Jika ungkapan dari sang sufi itu “terlalu dalam” sehingga sulit dipahami, kiranya perlu pula dikutip pendapat Prof. Dr. Ir. Jann Hidayat Tjakraatmadja, MSIE dari Sekolah Bisnis dan Manajemen ITB dalam komentarnya mengenai buku Titik Ba. Isinya berkaitan dengan soal pembelajaran “dari luar” dan “dari dalam” itu. Menurutnya, buku ini seolah mengingatkan kita akan kebenaran hasil studi bahwa rata-rata manusia hanya berhasil memanfaatkan potensinya 5% saja selama hidupnya. Padahal, binatang yang langsung dibimbing Tuhan mampu mencapai 100% dari potensi (diri)-nya. Mengapa kebanyakan manusia tak dapat mencapai 100% potensi dirinya? Karena kebanyakan lembaga pendidikan hanya mengajari manusia untuk belajar dari alam (outside-in); jarang yang mengajari bagaimana belajar untuk memahami makna hidup dengan mengacu pada suara kalbu (inside-out), yaitu belajar dengan bimbingan Tuhan. Menurutnya, manusia akan mampu mengembangkan potensi dirinya secara maksimal jika ia mampu belajar secara seimbang antara outside-in dengan inside-out. Nah, menurutnya pula, buku Titik Ba ini mencoba menjelaskan bagaimana belajar dengan mengandalkan diri pada proses inside-out itu. Wallahu a’lam.berbagidiangkasa

               Selanjutnya, silakan saling berbagi. 



About Bahtiar Baihaqi

Sekadar ingin berbagi, dari orang awam, untuk sesamanya, orang awam pula dan mereka yang prokeawaman.

Diskusi

24 respons untuk ‘Awamologi, Titik Ba, dan “Ilmu Batin”

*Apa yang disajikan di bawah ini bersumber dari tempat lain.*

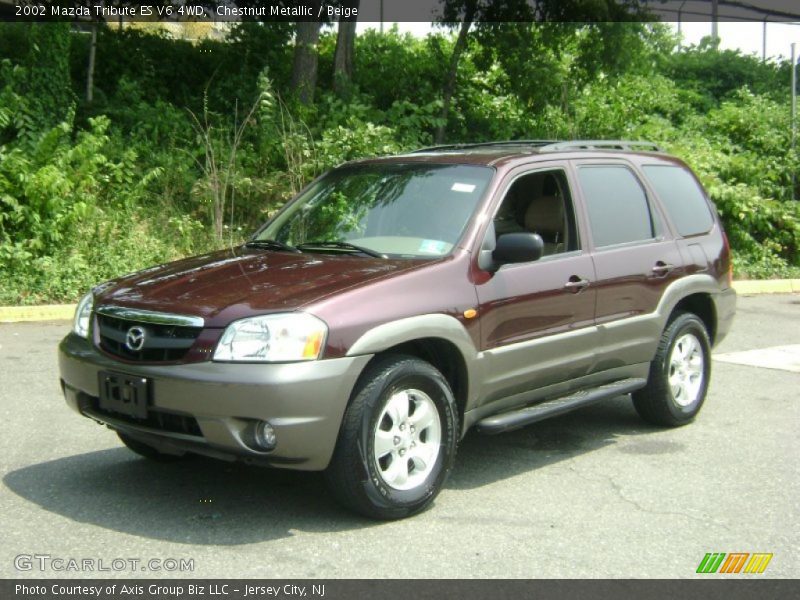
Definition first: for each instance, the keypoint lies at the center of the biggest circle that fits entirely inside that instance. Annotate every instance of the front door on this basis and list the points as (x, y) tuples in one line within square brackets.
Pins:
[(537, 318)]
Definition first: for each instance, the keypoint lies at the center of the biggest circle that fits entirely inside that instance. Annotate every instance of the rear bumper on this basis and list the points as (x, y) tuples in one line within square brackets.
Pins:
[(217, 404), (725, 309)]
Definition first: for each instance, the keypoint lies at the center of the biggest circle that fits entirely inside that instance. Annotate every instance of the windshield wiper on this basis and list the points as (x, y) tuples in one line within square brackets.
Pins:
[(343, 246), (271, 245)]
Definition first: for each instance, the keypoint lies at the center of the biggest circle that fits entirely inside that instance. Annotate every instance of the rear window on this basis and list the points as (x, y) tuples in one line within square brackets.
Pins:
[(617, 205), (682, 198)]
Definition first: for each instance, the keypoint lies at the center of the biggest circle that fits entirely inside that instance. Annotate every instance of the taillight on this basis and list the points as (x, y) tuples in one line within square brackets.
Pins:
[(728, 257)]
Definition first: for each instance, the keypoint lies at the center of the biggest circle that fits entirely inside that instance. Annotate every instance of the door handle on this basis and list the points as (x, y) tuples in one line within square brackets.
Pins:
[(576, 284), (662, 268)]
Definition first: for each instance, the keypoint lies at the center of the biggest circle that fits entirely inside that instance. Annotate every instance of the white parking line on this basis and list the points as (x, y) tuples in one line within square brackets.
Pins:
[(784, 358)]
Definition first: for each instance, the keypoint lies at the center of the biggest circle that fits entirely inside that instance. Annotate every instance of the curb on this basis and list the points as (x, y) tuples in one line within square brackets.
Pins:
[(767, 286), (44, 312), (64, 312)]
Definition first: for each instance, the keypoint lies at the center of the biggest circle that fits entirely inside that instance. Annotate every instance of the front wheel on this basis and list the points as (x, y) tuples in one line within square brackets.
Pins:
[(397, 442), (679, 374)]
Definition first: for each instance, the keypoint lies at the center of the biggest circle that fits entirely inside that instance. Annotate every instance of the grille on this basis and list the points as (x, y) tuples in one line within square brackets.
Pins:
[(162, 343)]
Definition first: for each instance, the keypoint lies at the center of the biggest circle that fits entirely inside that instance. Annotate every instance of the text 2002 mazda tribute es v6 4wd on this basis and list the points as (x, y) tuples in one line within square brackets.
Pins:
[(397, 302)]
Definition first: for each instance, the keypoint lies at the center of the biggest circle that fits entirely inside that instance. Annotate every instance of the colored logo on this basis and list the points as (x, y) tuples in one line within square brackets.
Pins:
[(734, 562)]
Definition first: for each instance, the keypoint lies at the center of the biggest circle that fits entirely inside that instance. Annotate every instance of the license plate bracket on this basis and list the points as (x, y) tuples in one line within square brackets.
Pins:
[(124, 394)]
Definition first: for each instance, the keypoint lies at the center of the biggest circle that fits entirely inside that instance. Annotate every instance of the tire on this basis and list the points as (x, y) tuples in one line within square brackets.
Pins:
[(146, 451), (679, 374), (397, 442)]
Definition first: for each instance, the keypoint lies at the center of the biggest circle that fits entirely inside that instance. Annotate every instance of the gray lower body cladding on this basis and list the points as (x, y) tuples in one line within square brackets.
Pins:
[(210, 408)]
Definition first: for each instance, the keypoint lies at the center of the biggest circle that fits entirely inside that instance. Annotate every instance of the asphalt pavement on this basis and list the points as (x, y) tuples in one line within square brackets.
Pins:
[(596, 493)]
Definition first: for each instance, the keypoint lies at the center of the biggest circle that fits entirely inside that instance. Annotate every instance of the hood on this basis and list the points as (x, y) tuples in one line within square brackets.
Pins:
[(242, 282)]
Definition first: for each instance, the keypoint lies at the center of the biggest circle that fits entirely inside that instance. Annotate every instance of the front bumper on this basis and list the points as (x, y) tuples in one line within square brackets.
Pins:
[(209, 408)]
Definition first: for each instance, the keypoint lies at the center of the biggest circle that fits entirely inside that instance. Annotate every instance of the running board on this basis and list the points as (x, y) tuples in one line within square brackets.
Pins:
[(509, 421)]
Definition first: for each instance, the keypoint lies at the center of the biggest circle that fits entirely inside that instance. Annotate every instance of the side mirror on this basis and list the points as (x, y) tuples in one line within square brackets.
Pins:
[(518, 247)]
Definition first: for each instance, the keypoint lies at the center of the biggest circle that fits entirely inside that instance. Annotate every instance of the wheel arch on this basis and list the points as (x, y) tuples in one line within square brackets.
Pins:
[(440, 340), (701, 305)]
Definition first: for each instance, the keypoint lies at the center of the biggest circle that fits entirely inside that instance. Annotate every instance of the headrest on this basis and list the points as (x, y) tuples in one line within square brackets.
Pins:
[(545, 214)]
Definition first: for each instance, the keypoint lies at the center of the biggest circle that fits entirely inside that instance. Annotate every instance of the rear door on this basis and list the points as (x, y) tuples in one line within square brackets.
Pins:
[(635, 259)]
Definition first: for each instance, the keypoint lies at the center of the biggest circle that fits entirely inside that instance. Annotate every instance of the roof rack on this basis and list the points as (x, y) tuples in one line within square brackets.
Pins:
[(603, 145), (534, 143), (553, 145)]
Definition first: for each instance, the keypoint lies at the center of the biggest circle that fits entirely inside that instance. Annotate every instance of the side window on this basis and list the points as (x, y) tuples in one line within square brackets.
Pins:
[(617, 205), (682, 198), (540, 203)]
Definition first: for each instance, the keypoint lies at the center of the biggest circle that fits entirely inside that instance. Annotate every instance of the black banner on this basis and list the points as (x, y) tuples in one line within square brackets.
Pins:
[(402, 10)]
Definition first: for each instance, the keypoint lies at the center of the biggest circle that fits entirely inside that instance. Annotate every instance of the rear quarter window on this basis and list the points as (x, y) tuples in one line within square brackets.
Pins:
[(682, 198)]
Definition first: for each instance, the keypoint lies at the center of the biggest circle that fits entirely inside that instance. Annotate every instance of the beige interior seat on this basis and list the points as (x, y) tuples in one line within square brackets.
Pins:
[(545, 216)]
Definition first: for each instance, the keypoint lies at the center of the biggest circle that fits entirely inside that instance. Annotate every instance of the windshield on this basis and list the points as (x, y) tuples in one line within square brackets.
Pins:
[(398, 210)]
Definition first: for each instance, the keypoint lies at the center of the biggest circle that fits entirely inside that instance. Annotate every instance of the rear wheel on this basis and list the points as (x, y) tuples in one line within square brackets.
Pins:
[(679, 374), (398, 440), (143, 449)]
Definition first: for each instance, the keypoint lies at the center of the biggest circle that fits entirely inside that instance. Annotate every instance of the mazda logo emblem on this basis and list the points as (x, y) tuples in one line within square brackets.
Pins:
[(134, 339)]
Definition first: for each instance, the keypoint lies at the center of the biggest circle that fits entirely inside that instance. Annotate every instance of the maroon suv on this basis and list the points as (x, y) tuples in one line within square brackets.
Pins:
[(398, 302)]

  1. bagaimana kita bisa mencari titik BA atau lebih jelasnya maqrifat,tolong dibantu pak…

    Posted by bayu | Maret 6, 2009, 3:03 pm
  2. Hehehe. Bayu, aku sendiri masih dalam proses belajar kok. Awamologi, titik Ba, nasihat Syekh Bawa, dll itu sedang coba aku catat, pahami, dan menerapkannya pada diriku. Menurutku tak perlulah kita berberat-berat dalam memahami ini semua (makrifat diri dan Tuhan). Sedikit demi sedikit saja, sesuai dengan kemampuan masing-masing. Bisa diawali dengan membuka diri, memperpeka diri dengan “zikir” (menzikiri diri, menzikiri Sang Pencipta).
    Ops, sori Bayu, bener, aku ini cuma orang awam. Hanya yang terpapar di sinilah yang bisa kubagi.

    Posted by Bahtiar Baihaqi | Maret 7, 2009, 4:10 pm
  3. santri kopet!

    Posted by joe Idiot | September 9, 2009, 3:31 pm
  4. Aku punya tuh bukunya, 2x aku baca, tapi tetep: RA MUDENG2!!!!

    Posted by setoelkahfi | November 2, 2009, 12:31 pm
    • Maaf ya, saya sih ga tau buku apa yang anda semua bicarakan, tapi menurut saya pribadi kalau dengan membaca semua orang menjadi pintar dan langsung mudeng, mungkin semua orang memilih membaca daripada belajar dan mengkaji, membaca gak harus langsung mengerti dan faham, mungkin suatu saat setelah apa yang kita baca itu akan kita ketahui dan kita alami dalam kehidupan kita sendiri atau melihat kehidupan orang lain yang bisa kita saksikan, begitulah cara Tuhan memanjakan dan memberi pengertian pada hambanya sesuai kebutuhan hambanya

      Posted by Chn Fa | Juni 6, 2015, 9:09 am
  5. @Kahfi,
    aku malah belum juga tamat baca hingga kini…he he he.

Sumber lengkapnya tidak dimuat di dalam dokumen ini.